Такого Барни не ожидал.
– Что?
– Когда власти в Санто-Доминго обвинят меня в том, что я допустил незаконную торговлю, я стану отговариваться тем, что поступил так, желая спасти город, который грозили уничтожить свирепые английские пираты.
Барни перевел.
– Разумно, – согласился Бэкон.
– Мне нужно письмо с угрозами.
Бэкон кивнул.
Барни нахмурился. Ему нисколько не нравилось письменно признаваться в преступлении. Увы, иного выбора им, как ни крути, не оставили.
Дверь открылась, и в комнату вошла та самая девушка в желтом платье. Игнасио покосился на нее совершенно равнодушно. Альфонсо же радостно улыбнулся. Она пересекла комнату с таким видом, будто была членом семьи градоначальника, и поцеловала толстяка в лоб.
– Моя племянница Белла, – представил девушку Альфонсо.
Барни догадался, что вместо «племянницы» стоило бы сказать «незаконнорожденная дочь». Должно быть, Альфонсо прижил ребенка с какой-нибудь красавицей рабыней. Барни вспомнились слова Эбримы – мол, рабов пользуют все, кто захочет.
Белла принесла бутыль, которую поставила на стол, рядом с палками.
– Подумала, вам захочется рома, – сказал она по-испански, с выговором образованной женщины, в котором лишь угадывался намек на произношение, для уха Барни непривычное. Искоса посмотрела на Барни, и он вдруг понял, что ее голубые глаза – точно такие же, как у Альфонсо. – На здоровье!
Белла вышла, а Альфонсо сказал ей вослед:
– Матушка Беллы, упокой Господь ее душу, была той еще штучкой. – Он причмокнул, предаваясь сладким воспоминаниям, потом прибавил: – Советую купить ром Беллы. Лучший на острове. Сами попробуйте.
Барни стало легче. Настроение в комнате изменилось. Они перестали быть врагами и сделались гостями.
Отец Игнасио достал из буфета три стакана, извлек из бутыли затычку и щедро плеснул рома каждому из троих собеседников. Барни глотнул. Ром и вправду оказался отменным: пряный, но не жгучий, этакого замедленного действия.
– Приятно иметь с вами дело, дон Альфонсо, – усмехнулся Бэкон.
Альфонсо улыбнулся в ответ.
– Сдается мне, вы уже продали восемьдесят рабов.
– Ну… – протянул Барни, на ходу придумывая оправдание, – мы не знали о запрете…
Альфонсо перебил:
– Значит, вы должны мне двести сорок эскудо. Можете рассчитаться прямо сейчас.
Бэкон нахмурился.
– Я как-то…
Альфонсо перебил снова, не дав Барни возможности изобрести подходящий предлог для отказа:
– За этих рабов вы получили четыре тысячи эскудо.
Барни изумился; он и не подозревал, что Бэкон провернул столь выгодную сделку. Впрочем, шкип всегда предпочитал помалкивать о деньгах.
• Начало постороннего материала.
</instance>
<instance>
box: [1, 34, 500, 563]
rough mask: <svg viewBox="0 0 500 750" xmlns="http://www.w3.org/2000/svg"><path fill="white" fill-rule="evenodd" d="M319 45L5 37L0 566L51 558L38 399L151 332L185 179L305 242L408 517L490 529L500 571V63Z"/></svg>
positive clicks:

– Неужто вам нечем расплатиться со мною?
Припертый к стенке, Бэкон достал увесистый кошель и отсчитал, медленно и старательно, необходимую сумму. Монеты были крупными; такие назывались дублонами, содержали каждая четверть унции золота и потому равнялись достоинством двум эскудо. Лицо шкипера выражало неудовольствие, губы кривились так, словно у него вдруг разболелся живот. Видно, он не ждал, что придется платить столь крупную взятку.
Игнасио пересчитал деньги и кивнул Альфонсо.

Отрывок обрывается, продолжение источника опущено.